Sir John Edward Arthur Murray Scott, 1st Baronet of Connaught Place (1847–1912) was a British art historian and collector. He is often referred to as John Murray Scott. He is best known for his role in the formation of the Wallace Collection.

==Early life and family background==
He was the eldest son of Dr. John Scott, a physician at Boulogne-sur-Seine, France; his mother Alicia Murray was daughter of George St. Vincent Thomas Nelson Murray, and granddaughter of George Murray RN.

Dr Scott moved to Chandos Street, Cavendish Square, London in 1861. He attended Richard Seymour-Conway, 4th Marquess of Hertford in his final illness, and was a friend of Sir Richard Wallace, 1st Baronet, the Marquess's illegitimate son. John Scott entered Lincoln's Inn in 1866, and was called to the bar in 1869. He became Wallace's private secretary in 1871.

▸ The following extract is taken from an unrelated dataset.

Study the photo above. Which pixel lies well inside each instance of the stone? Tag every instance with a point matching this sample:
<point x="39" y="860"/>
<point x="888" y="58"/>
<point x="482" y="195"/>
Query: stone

Scott's younger brother Edward Maude Scott (1850–1917) began a career in 1869 as a civil servant with the Post Office He studied at Gloucester Theological College, and was ordained deacon in 1874, and priest in 1875. In 1877 he was appointed Rector of Orford Church, in the living of Sudbourne-cum-Orford, Suffolk. It was on Sir Richard Wallace's Sudbourne estate.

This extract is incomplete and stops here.